My 2011 "Advent Ghosts" Story

The smell reached the old man as he chained the barn door: his wife roasting the last of the deer meat. Now they'd no food but grain, though he’d see about that.

He returned to the cabin, shaking snow from his coat.

How are they?

Wild, he answered. Forgotten all language. They still sing: noises not even words but I recognize the melodies.

Terrible. Our children.

They’re animals, he said. Never human. I trained them to build things, now they hide in the dead forest and sing. I found thirteen; the rest starved or froze. There’s fresh water and grain in the barn. That roast smells good.

What will we do? Can you retrain them?

He shook his head. They’ve gone feral. Won’t let me near them, don’t wear clothes and they’re covered with fur. Never saw such a thing.

He sat down, picking up knife and fork. I’ll fatten them up. We’ve slaughtered all the deer.

Oh Papa, the old woman said.

They aren’t human, Mama.

This story is my contribution to Loren Eaton's "Advent Ghosts" annual storywriting collaborative. You can read the rest of the stories at his blog here. Loren is very cool to host this year after year. Thanks, Loren!
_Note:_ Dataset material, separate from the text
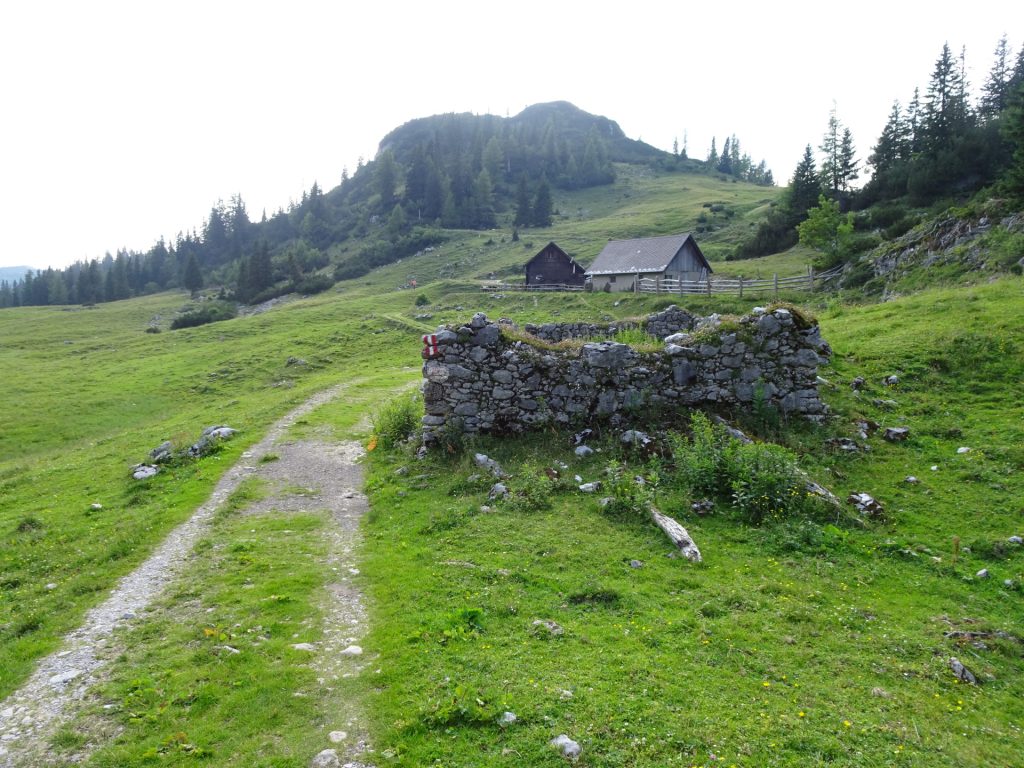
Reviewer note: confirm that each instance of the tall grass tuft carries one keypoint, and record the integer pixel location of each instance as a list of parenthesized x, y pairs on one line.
[(396, 420)]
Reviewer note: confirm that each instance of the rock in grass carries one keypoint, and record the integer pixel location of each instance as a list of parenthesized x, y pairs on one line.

The rules are to write a 100-word spooky story for Christmas Eve reading. I have cheated a bit here, coming in at 167 words. My first try was about 300 words. If I found the right angle I could probably get to 100 words, but I'm both happy with the story as it is and a very lazy old man, so I abandon my editing at this stage. Merry Christmas, everyone.


  1. Where is Davin? He'd totally love this, hehehe. This is seriously freaking creepy, Scott. Fantastic job!

  2. I'm seeing images of the last episode of The Walking Dead :)

    I loved this; how practical he is, thinking about "fattening them up", and the fur is quite intriguing. Very creepy Scott. Awesome :)


  3. i sense a serious backstory not told here - it makes it the more creepier.

  4. Like the desperation of this family that feels battered enough to contemplate the unthinkable.

  5. They're not human! Nice tagline Mr. Dahmer, sir.

  6. Oh, man, that's creepy. It also sets up an interesting ethical dilemma, namely discerning what it is that makes us human.

    On a related note, you might enjoy reading John Farris' "Hunting Meth Zombies in the Great Nebraskan Wasteland." Quirky little story, but with surprising depths.

  7. Very much enjoyed this. That may not be a good thing! Nice job.

  8. Thanks all for reading this! Thanks Loren for hosting again this year! It was fun writing a scary story about Santa and Mrs Claus that didn't involve chimneys.